11.06.2012 - 02:30 | Son Güncellenme:

Birgün gazetesi muhabiri Zeynep Kuray’ın KCK davası sanığı gazeteciler hakkında düzenlenen iddianame hakkında medyada bir aydır haber çıkmayışına isyanı, özeleştiriyi gerekli kılıyor...

SUSKUNLUĞU BOZMAK


GEÇEN HAFTA bir meslektaşımızın isyanı medyaya yansıdı; çoğu gazetecilerden oluşan 44 sanıklı KCK davası sanığı, Birgün gazetesi muhabiri Zeynep Kuray, bir ay önce açıklanan iddianameye basının suskun kalmasını eleştirdi.
Kuray’ın tepkisi Birgün gazetesi dışında haber olmadı.

Zeynep Kuray şöyle diyor:
“İddianamelerimiz elimize geçeli tam bir ay oldu. Başbakan Erdoğan bizleri kastederek, “Bunlar gazeteci değil, hırsız, katil, terörist” dediği için Emniyet ve savcılıktan çok daha sansasyonel bir performans bekliyorduk. Ama gördük ki, bize atfedilen suçlamalar yayımlanmış haberlerden, haber müdürleriyle yapılmış telefon görüşmelerinden, haber kaynaklarıyla buluşmalardan, hatta isminin gizli kalmasını isteyen bu kaynakların (gazetecinin haber kaynaklarının gizliliği ilkesi çiğnenerek) “şüpheli” sıfatıyla hedef gösterilmesinden ibaretmiş. Bu iddianame de bize ne şaşırtıcı ne de etkileyici geldi. Ancak basın faaliyetinin açıkça suç kategorisine sokulduğu bu hukuk faciası karşısında, muhalif gazeteler ve birkaç yazar dışında siz meslektaşlarımızın suskunluğu epey etkileyici oldu. Peki üç değil, beş gün değil, tam 165 gündür sırf muhalif yayınlarda çalıştığımız için dört duvar arasında tutulan bizler adına söylenecek hiç mi bir sözünüz yoktu?”

100’ü aşkın gazeteci
Medyaya yönelik bu genel eleştiriyi haklı buluyoruz.
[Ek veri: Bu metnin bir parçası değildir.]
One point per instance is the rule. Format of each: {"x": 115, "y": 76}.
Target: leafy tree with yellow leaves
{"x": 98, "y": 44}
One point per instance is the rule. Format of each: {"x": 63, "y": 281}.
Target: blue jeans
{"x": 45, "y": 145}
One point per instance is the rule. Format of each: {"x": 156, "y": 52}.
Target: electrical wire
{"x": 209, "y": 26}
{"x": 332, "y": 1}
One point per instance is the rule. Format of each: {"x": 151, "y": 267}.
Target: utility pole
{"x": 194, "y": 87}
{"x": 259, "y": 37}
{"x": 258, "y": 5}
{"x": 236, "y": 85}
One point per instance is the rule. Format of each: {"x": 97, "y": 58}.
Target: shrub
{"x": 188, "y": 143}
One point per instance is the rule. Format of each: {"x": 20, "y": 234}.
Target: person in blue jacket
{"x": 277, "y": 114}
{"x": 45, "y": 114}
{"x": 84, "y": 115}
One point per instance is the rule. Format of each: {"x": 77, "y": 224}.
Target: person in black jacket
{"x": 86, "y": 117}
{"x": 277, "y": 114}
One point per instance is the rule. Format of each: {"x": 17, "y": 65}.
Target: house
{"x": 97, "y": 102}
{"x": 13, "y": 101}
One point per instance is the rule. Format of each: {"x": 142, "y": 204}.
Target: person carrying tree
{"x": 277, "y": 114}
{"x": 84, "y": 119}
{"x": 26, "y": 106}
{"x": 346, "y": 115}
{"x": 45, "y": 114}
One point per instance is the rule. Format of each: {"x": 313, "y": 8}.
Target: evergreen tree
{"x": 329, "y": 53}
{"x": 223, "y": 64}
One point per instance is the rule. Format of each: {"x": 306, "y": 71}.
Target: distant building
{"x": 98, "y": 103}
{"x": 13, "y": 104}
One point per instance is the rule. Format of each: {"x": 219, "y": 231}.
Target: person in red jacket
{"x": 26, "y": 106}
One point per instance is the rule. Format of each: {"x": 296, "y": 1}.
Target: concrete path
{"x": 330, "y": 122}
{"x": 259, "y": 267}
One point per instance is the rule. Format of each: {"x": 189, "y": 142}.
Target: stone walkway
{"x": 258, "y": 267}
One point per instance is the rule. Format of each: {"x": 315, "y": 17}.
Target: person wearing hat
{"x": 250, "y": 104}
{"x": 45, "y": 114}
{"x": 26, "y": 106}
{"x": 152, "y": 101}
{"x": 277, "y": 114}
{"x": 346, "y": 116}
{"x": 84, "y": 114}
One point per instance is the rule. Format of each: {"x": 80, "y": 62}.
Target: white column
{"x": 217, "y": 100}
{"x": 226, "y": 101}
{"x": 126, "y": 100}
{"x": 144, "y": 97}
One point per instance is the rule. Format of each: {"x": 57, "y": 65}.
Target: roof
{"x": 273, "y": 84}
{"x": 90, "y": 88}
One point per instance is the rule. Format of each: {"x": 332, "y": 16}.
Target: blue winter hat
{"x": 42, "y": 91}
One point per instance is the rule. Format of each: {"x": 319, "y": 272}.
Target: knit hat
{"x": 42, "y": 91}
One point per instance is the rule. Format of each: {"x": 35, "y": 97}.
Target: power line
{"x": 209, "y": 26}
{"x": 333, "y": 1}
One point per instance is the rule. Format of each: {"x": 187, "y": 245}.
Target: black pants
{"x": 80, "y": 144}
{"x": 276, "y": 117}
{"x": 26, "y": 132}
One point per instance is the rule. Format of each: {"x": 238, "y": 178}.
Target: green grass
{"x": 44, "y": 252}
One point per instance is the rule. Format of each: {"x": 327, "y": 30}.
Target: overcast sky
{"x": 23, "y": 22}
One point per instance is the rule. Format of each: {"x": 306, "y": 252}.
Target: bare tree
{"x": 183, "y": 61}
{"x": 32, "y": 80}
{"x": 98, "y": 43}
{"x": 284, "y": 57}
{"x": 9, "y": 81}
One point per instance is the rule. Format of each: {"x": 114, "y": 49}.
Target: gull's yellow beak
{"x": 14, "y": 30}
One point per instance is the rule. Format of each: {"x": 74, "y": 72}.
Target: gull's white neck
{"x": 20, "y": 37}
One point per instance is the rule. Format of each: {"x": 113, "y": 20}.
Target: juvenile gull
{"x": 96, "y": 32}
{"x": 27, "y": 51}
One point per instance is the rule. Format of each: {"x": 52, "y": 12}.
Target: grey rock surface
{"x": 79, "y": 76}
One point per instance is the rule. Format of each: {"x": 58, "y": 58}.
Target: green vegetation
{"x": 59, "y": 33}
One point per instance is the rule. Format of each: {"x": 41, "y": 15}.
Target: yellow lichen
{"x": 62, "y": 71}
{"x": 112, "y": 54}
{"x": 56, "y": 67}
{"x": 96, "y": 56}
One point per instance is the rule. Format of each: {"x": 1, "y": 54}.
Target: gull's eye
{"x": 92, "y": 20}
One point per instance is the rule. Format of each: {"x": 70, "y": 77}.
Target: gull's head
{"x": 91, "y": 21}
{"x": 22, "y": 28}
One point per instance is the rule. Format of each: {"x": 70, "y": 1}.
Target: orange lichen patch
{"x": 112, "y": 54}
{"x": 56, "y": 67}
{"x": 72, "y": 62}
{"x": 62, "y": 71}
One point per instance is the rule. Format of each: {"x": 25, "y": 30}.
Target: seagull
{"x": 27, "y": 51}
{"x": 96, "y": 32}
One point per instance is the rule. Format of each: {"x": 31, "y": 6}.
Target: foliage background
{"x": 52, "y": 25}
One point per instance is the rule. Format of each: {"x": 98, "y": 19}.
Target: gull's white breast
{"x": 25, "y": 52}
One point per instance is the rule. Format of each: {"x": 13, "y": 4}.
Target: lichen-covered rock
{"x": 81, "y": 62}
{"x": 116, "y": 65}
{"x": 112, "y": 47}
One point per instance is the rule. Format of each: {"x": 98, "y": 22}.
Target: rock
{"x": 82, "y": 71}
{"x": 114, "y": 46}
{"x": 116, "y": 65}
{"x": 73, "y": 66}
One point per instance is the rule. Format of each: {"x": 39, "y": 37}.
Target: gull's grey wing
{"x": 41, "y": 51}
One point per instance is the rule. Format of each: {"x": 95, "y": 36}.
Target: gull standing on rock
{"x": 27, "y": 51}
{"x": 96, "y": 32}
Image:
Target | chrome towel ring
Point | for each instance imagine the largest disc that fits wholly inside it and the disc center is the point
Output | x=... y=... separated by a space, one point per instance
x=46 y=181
Milliyet olarak, özellikle basın davalarını yakından izliyor olsak da Nedim Şener ve Ahmet Şık serbest bırakıldıktan sonra medyanın ilgisinde bir düşme oldu. Oysa 2012 yılına girerken yine bu sayfada “tutuklu gazetecilerin serbest bırakılması’na yönelik çağrıyı yinelemiştik.
Türkiye Gazeteciler Sendikası Genel Başkanı Ercan İpekçi’nin son açıklaması, iyimser beklentilerin aksine tutuklu gazeteciler sorununun çözülmediğini gösteriyor. Cezaevindeki gazeteci sayısı 15’i hükümlü, 87’si tutuklu olmak üzere 102. Bu sayı dağıtımcı, matbaa çalışanı gibi basın emekçilerinin dahil edilmesiyle birlikte 200’ü aşıyor.
Gazeteciler hakkında binlerce soruşturma dosyası bulunuyor.
İpekçi, “Hükümet hapisteki arkadaşlarımızla ilgili olumlu bir adım atmak bir yana onları ‘terörist’, ‘katil’, ‘tecavüzcü’ olmakla suçluyor” diyor.

Haberin Devamı

OMBUDSMAN’IN GÖRÜŞÜ

Türkiye düşünce ve basın özgürlüğü açısından hâlâ en sorunlu ülkeler arasındaki yerini koruyor. Son iki yıl içerisinde gazetecilerin terör soruşturmalarına ve iddianamelerine konu olması ve sayılarının giderek artması; yargı sürecine ilişkin gelişmelerin, iddianamelerin ve iddianamelerde adı geçen sanıkların savunmalarının kamuoyu ile paylaşılmasını gerekli kılıyor. Masumiyet karinesini dikkate alarak herkesin kendini savunma hakkı olduğunu biliyoruz. Dolayısıyla iddianamelere yer verirken, suçlamalar karşısında savunma hakları da gözetilmeli ve Zeynep Kuray’ın haklı olarak şikâyet ettiği haberlere yer vermemenin ‘hak ihlali’ olduğu gerçeği hatırlanmalıdır.